On the Degrees of Freedom and Eigenfunctions of Line-of-Sight Holographic MIMO Communications

We consider a line-of-sight communication link between two holographic surfaces (HoloSs), and provide a closed-form expression for the effective degrees of freedom (eDoF), i.e., the number of orthogonal communication modes that can be established between them. The proposed framework can be applied to network deployments beyond the widely studied paraxial setting. This is obtained by partitioning the largest HoloS into sub-HoloSs, and proving that the supports of the Fourier transforms of the kernels of the obtained integral operators are limited and are almost disjoint in the wavenumber domain, provided that the sub-HoloSs are sufficiently small.
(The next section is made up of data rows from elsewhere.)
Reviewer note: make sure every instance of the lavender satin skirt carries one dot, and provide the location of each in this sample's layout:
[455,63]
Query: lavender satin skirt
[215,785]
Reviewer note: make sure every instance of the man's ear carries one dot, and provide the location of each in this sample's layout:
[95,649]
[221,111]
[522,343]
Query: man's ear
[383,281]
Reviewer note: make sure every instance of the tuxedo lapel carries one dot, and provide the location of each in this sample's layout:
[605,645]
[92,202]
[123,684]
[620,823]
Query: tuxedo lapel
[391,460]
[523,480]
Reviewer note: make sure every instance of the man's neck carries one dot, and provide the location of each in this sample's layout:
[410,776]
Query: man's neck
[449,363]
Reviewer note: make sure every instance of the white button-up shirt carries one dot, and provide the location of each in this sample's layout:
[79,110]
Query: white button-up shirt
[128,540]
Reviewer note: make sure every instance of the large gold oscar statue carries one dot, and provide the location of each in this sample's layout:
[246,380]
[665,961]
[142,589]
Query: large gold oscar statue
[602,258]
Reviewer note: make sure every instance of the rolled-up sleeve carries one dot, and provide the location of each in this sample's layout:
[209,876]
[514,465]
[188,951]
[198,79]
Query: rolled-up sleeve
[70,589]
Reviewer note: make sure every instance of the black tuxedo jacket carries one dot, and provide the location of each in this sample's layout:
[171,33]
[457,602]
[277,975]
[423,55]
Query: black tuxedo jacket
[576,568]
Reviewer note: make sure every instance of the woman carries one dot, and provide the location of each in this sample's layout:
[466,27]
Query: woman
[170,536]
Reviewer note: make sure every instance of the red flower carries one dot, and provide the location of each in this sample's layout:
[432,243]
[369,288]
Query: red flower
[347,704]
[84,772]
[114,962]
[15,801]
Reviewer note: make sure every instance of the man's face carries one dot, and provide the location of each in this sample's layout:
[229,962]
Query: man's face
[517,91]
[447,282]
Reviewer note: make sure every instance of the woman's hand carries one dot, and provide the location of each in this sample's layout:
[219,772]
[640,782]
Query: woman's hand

Using the proposed approach, it is proved that (i) the eDoF correspond to an instance of Landau's second eigenvalue problem; (ii) the eigenvalues polarize asymptotically to multiple values; and (iii) the eDoF depend explicitly on the approximation accuracy according to Kolmogorov's n-width criterion. This result generalizes the analysis in the paraxial setting, in which it is known that the eigenvalues polarize asymptotically to two values. In addition, it is proved that the typical method of analysis utilized in the paraxial setting, which is based on a parabolic approximation of the wavefront in a local coordinates system, is equivalent to a quartic approximation of the wavefront in a general coordinates system. This facilitates the derivation of an explicit formula for the eDoF in terms of key system parameters, including the relative offset between the center-points of the HoloSs, and their relative rotation and tilt. We specialize the framework to canonical network deployments, and provide analytical expressions for the optimal, according to Kolmogorov's n-width criterion, basis functions (communication waveforms) for data encoding and decoding.